Spain’s Consumer Organisation warns of “Shrinkflation” and other tricks supermarkets are using to cheat customers

Spain's consumer organisation warns of "Shrinkflation" and other tricks supermarkets are using to cheat customers

Spain’s consumer organisation warns of tricks used by supermarkets to make customers think prices are not on the rise.

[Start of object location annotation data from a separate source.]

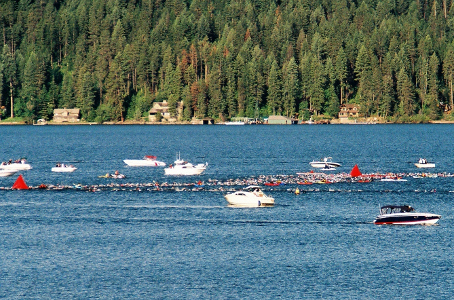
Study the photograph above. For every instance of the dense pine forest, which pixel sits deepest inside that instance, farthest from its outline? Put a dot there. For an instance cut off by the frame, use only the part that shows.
(223, 59)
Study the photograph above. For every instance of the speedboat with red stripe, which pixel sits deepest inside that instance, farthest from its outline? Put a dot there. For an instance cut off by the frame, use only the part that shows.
(404, 215)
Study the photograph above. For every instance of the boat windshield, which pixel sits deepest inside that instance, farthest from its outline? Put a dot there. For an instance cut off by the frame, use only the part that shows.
(394, 209)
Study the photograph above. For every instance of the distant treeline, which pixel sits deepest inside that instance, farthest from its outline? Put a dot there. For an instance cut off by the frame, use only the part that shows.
(114, 58)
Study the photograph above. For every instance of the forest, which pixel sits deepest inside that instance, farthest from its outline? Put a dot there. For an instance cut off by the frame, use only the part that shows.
(227, 58)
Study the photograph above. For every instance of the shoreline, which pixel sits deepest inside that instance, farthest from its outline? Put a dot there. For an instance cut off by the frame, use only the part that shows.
(192, 123)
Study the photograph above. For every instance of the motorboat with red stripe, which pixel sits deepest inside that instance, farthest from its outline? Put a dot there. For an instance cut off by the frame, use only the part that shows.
(404, 215)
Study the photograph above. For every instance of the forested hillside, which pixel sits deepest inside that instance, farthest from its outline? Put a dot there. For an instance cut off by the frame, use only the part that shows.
(113, 58)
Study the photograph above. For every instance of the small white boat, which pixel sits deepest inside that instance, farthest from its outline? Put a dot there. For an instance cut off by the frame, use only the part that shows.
(64, 168)
(393, 179)
(6, 173)
(234, 123)
(181, 167)
(20, 165)
(422, 163)
(252, 196)
(328, 168)
(327, 161)
(147, 161)
(404, 215)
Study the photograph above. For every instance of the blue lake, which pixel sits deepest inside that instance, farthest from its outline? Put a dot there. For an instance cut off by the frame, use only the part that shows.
(146, 244)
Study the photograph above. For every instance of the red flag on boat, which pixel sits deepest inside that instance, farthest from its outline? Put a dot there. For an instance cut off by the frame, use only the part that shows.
(355, 172)
(20, 184)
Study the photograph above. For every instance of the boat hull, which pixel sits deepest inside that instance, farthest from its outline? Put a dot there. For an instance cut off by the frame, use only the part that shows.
(6, 173)
(321, 164)
(247, 199)
(144, 163)
(407, 219)
(18, 167)
(63, 169)
(427, 165)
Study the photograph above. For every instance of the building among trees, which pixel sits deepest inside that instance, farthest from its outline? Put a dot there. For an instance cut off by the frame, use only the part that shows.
(162, 110)
(65, 115)
(348, 111)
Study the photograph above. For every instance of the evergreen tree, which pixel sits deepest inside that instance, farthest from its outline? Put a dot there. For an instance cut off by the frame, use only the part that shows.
(9, 74)
(448, 71)
(274, 89)
(405, 94)
(291, 88)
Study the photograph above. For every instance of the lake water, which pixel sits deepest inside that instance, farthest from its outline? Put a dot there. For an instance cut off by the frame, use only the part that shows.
(146, 244)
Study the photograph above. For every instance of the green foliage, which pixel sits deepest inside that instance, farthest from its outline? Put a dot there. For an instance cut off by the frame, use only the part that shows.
(226, 58)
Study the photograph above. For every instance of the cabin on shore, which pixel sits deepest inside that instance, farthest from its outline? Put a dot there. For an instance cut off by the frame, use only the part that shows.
(66, 115)
(163, 109)
(281, 120)
(348, 111)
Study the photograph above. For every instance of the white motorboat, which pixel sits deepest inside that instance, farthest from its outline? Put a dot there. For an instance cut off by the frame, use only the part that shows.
(6, 173)
(18, 165)
(64, 168)
(147, 161)
(181, 167)
(327, 161)
(404, 215)
(234, 123)
(328, 168)
(252, 196)
(422, 163)
(393, 179)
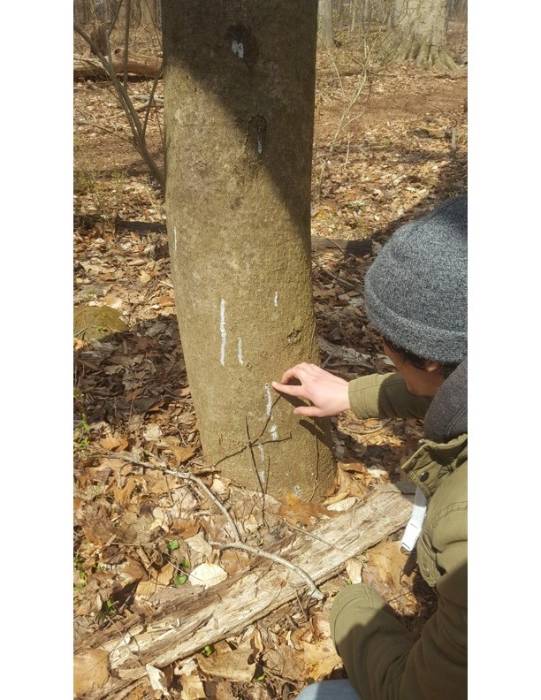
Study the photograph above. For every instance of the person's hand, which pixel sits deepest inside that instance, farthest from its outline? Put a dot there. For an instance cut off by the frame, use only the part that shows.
(327, 393)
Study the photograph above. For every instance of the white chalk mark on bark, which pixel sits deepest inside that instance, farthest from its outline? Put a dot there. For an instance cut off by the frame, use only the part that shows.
(238, 48)
(239, 351)
(273, 430)
(223, 333)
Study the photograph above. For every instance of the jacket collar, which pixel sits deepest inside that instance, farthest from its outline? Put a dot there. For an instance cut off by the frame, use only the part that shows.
(447, 416)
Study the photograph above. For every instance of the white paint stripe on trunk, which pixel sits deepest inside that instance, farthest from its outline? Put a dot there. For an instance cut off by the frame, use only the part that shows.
(223, 333)
(239, 351)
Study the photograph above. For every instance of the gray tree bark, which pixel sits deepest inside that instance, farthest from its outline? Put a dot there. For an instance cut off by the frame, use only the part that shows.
(325, 23)
(420, 33)
(239, 102)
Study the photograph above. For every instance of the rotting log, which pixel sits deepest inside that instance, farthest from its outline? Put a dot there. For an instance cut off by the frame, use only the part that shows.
(237, 602)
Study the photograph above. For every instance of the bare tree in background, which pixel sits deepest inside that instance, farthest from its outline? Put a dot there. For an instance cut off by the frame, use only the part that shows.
(239, 115)
(419, 28)
(325, 23)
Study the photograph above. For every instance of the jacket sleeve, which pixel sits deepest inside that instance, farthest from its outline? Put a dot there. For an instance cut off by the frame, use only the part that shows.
(382, 660)
(385, 396)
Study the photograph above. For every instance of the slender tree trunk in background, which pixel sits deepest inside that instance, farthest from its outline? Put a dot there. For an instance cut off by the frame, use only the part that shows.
(420, 29)
(239, 109)
(158, 14)
(325, 23)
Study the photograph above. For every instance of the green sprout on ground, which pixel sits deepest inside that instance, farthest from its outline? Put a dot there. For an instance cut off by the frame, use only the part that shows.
(108, 610)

Spain’s Organisation of Consumers and Users (OCU), has issued a warning regarding “Shrinkflation” a technique used by supermarkets to make it appear that products have not gone up in price, when in reality they have modified product packaging and are giving customers less quantity for the same price, as reported by 20minutos.

The OCU stated: “Faced with this (food crisis) there are those who try to disguise the price rises, using tricks that are nothing more than distraction manoeuvres for consumers: this is what experts call “shrinkflation”, which encompasses a set of techniques designed to raise prices without the buyer noticing.”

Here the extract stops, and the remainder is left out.